The UK Government have played a leading role in the response to TB globally, investing in research and development on new tools to tackle TB, supporting efforts to increase the profile of the disease through the Stop TB Partnership and supporting key institutions such as the global fund, which accounts for more than 80% of donor funding to tackle TB in developing countries.
I mentioned in an intervention that I visited Ethiopia earlier this year. I went there with Results UK in the February recess, along with the hon. Member for South Derbyshire (Heather Wheeler), my hon. Friend the Member for Workington (Sir Tony Cunningham) and two Members of the other place. In Addis Ababa, we visited St Peter’s hospital, which is Ethiopia’s national TB referral hospital. With support from the global fund, St Peter’s provides care for TB referral cases and patients with multi-drug-resistant tuberculosis. It also provides care and treatment to people living with HIV/AIDS, which is of course closely linked to TB.
The hospital demonstrated that, with proper funding, low-income countries can use minimal resources efficiently and effectively to respond to the threat of drug-resistant TB. As I said in my intervention on the right hon. Member for Arundel and South Downs (Nick Herbert), we also visited Awasa and looked at the great work TB REACH was doing there to find the missing 3 million cases.

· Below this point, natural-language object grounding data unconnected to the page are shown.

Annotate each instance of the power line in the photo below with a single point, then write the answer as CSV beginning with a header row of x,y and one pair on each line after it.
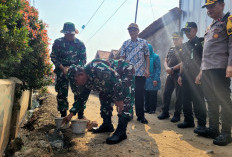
x,y
83,27
106,21
152,10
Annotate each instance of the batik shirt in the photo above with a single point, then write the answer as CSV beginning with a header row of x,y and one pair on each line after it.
x,y
68,52
135,52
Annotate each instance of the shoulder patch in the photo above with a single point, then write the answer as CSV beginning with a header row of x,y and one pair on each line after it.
x,y
229,25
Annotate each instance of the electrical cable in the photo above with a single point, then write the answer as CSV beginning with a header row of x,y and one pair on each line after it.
x,y
106,21
152,10
83,27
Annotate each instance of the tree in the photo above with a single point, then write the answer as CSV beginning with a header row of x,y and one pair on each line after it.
x,y
25,48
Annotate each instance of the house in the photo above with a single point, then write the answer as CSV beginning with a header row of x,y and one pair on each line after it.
x,y
113,54
102,54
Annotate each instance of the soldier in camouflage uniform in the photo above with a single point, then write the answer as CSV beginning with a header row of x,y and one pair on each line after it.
x,y
66,51
115,82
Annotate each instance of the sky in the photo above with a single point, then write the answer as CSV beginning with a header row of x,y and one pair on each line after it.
x,y
112,34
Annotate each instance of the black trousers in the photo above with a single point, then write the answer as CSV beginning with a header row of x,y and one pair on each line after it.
x,y
150,100
193,98
170,85
216,88
139,95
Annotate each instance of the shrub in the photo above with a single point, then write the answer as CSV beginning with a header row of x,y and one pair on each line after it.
x,y
25,48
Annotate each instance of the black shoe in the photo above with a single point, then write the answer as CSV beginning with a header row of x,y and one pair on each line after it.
x,y
222,140
146,111
199,129
163,116
175,119
63,113
142,120
152,112
104,128
117,137
186,125
207,132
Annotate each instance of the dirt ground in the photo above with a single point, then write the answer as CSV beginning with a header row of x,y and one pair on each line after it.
x,y
158,138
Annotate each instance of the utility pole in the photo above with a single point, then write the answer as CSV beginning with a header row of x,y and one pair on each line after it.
x,y
136,10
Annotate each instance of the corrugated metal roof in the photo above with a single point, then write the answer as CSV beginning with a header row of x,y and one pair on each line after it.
x,y
171,16
192,12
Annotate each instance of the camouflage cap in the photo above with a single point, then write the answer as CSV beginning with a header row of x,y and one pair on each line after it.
x,y
74,70
69,28
209,2
133,25
177,35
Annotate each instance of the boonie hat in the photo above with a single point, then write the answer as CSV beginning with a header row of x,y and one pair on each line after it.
x,y
177,35
209,2
69,28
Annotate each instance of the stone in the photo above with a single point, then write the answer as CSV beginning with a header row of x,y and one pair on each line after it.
x,y
209,152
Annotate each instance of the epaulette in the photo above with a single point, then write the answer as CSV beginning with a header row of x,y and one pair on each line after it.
x,y
229,25
201,41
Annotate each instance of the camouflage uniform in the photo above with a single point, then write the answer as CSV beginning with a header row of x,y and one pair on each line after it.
x,y
115,82
66,53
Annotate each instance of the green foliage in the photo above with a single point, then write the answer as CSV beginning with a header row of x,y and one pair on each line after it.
x,y
23,45
13,37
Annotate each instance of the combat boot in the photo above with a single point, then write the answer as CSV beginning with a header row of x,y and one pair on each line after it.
x,y
208,132
106,126
175,118
223,139
163,115
120,133
63,113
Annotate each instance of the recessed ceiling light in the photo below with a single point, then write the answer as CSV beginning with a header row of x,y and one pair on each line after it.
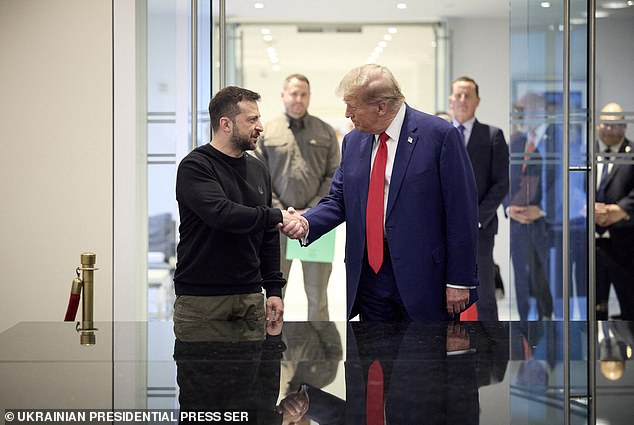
x,y
615,5
578,21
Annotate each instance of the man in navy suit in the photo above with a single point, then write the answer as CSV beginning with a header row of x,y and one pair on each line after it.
x,y
428,242
614,209
528,206
489,155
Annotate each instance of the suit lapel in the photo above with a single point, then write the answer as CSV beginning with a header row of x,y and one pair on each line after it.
x,y
405,147
365,157
615,168
474,139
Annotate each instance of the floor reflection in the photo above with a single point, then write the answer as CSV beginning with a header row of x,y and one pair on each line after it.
x,y
424,373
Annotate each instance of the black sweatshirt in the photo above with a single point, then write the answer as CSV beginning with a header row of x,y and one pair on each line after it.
x,y
228,240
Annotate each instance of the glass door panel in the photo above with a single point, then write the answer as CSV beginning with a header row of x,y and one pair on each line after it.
x,y
614,120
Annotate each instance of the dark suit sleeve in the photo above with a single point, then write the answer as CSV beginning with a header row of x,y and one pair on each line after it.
x,y
460,198
499,184
330,211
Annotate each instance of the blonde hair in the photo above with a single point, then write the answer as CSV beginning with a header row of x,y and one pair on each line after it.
x,y
372,84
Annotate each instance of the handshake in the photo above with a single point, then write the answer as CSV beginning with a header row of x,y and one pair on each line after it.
x,y
293,224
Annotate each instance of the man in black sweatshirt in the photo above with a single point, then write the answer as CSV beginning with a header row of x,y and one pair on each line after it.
x,y
229,242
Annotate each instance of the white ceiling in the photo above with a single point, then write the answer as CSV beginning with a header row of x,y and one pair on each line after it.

While we were in Ethiopia, we did not look just at TB, although that was our primary aim. We also looked at Ethiopia’s strong planning and innovative response to its human resource crisis. It is using its health extension programme, which quite a lot of our money has gone into developing. Funding to support such successful interventions has been provided by key multilateral organisations, including the global fund and TB REACH. I reiterate that, in addition to what they have done already, the UK Government have put £1 billion over three years into the global fund, and they are much to be credited for that.
Finally, I have travelled the Commonwealth on many occasions over the years. When we were out in Addis Ababa, we had a meeting with DFID—I say this because the Minister is here—and it was one of the most positive meetings I have ever had. The DFID people knew exactly where global fund money and our taxpayers’ money was going: to help people in dire need of an improvement in their health, as well as in their quality of life, through water supplies and things like that. We always hear negative views about what happens to taxpayers’ money when it goes to the developing world, so it is worth putting on record that that was the most positive experience I have had since becoming a Member of the House.